Dr. Leonardo Curzio Guttierez is a part of the Center for Research on North America (CISAN) Strategic Studies Area at the Autonomous National University of Mexico (UNAM). His current research deals with national security and governability. Professor Curzio Guttierez received his bachelor’s in sociology and master’s in political sociology from the University of Provence, France. He received his doctorate in history from the University of Valencia in Spain. He is the author of 8 books, and the co-author of 37 more. His work has been printed by the following publishing houses: UNAM, University of Valencia, University of Pittsburgh, University of California (UCSD), INAP, Siglo XXI, Plaza y Valdés, Grijalbo, IFE, Australian National University, La Jornada Ediciones, Ariel, Centro de Estudios Hemisféricos, Fondo de Cultura Económica, Michigan State University, Oxford University Press, and the Brookings Institution, among others. 

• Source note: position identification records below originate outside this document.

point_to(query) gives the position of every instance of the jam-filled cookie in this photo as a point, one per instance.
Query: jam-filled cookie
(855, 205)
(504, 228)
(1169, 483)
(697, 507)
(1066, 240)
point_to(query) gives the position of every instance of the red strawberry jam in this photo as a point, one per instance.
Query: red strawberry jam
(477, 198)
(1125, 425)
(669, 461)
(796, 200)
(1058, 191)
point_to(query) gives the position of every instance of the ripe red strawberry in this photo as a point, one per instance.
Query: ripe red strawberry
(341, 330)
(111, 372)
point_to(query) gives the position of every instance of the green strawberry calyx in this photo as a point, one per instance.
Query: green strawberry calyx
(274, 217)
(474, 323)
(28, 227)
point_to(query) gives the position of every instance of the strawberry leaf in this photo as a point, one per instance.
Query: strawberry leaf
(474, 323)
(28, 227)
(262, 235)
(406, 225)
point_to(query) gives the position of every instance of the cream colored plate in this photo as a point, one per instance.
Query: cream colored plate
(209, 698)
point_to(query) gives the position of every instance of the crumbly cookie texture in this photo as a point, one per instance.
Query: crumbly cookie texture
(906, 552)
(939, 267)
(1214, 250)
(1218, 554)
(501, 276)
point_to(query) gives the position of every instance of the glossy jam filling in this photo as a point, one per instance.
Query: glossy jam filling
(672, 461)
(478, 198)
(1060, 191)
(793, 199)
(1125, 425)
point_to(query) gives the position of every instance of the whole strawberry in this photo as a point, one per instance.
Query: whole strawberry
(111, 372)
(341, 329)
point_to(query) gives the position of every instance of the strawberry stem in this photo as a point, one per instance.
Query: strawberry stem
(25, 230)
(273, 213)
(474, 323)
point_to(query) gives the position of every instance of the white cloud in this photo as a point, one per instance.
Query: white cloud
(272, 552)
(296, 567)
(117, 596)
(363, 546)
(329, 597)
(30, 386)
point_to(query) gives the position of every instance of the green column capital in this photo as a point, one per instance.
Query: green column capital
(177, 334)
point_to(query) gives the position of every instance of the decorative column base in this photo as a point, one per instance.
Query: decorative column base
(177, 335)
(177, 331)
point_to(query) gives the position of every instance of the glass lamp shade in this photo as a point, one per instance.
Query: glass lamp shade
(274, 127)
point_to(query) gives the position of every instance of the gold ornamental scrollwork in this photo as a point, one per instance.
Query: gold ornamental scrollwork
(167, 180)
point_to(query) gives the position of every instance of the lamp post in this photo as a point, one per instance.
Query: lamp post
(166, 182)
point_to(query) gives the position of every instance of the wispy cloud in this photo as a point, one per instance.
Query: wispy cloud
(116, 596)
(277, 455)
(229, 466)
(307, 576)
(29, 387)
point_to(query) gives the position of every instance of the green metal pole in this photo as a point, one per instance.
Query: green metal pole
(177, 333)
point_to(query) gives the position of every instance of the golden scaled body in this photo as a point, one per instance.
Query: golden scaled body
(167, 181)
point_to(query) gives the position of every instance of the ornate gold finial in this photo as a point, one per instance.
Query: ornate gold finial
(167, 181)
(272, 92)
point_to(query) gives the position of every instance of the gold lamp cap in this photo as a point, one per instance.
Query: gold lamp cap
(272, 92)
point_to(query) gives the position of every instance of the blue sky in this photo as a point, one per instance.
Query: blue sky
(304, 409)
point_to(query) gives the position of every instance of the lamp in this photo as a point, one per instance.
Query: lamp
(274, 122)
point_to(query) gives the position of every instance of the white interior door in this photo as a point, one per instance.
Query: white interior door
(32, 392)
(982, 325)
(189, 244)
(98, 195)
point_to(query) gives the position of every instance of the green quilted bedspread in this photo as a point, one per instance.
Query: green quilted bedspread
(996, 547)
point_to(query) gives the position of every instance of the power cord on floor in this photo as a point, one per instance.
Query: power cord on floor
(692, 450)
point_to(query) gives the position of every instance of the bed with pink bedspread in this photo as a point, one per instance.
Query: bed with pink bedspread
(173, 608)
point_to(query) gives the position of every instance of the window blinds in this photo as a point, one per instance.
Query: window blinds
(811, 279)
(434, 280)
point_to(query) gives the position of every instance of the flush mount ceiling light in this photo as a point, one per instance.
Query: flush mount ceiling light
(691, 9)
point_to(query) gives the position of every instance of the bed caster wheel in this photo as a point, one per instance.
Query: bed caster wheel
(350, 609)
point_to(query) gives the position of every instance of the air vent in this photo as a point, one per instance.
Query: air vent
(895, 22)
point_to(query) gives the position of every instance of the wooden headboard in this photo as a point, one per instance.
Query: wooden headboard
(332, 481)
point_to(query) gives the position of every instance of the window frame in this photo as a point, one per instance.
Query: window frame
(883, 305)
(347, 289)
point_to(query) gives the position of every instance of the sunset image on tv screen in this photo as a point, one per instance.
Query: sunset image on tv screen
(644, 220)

Dr. Cynthia Miller-Idriss is a Professor at the School of Public Affairs and School of Education, and runs the Polarization and Extremism Research & Innovation Lab (PERIL) in the Center for University Excellence (CUE) at American University.  Dr. Miller-Idriss regularly briefs policy, security, education and intelligence agencies in the U.S., the United Nations, and other countries on trends in domestic violent extremism and strategies for prevention and disengagement. She is the author of Hate in the Homeland: The New Global Far Right (Princeton University Press, 2020); The Extreme Gone Mainstream: Commercialization and Far Right Youth Culture in Germany (Princeton University Press, 2018); Seeing the World: How U.S. Universities Produce Knowledge about the World  (with Mitchell Stevens and Seteney Shami, Princeton University Press, 2018); Blood and Culture: Youth, Right-Wing Extremism, and National Belonging in Contemporary Germany (Duke University Press, 2009), co-editor of Middle East Studies for the New Millennium: Infrastructures of Knowledge (with Seteney Shami, New York University Press, 2016) and author of over two dozen peer-reviewed articles, book chapters, and essays on nationalism, extremism, education, higher education and internationalization. She holds a Ph.D. and M.A. in Sociology and a Masters in Public Policy from the University of Michigan, and a B.A. (magna cum laude) in Sociology and German Area Studies from Cornell University.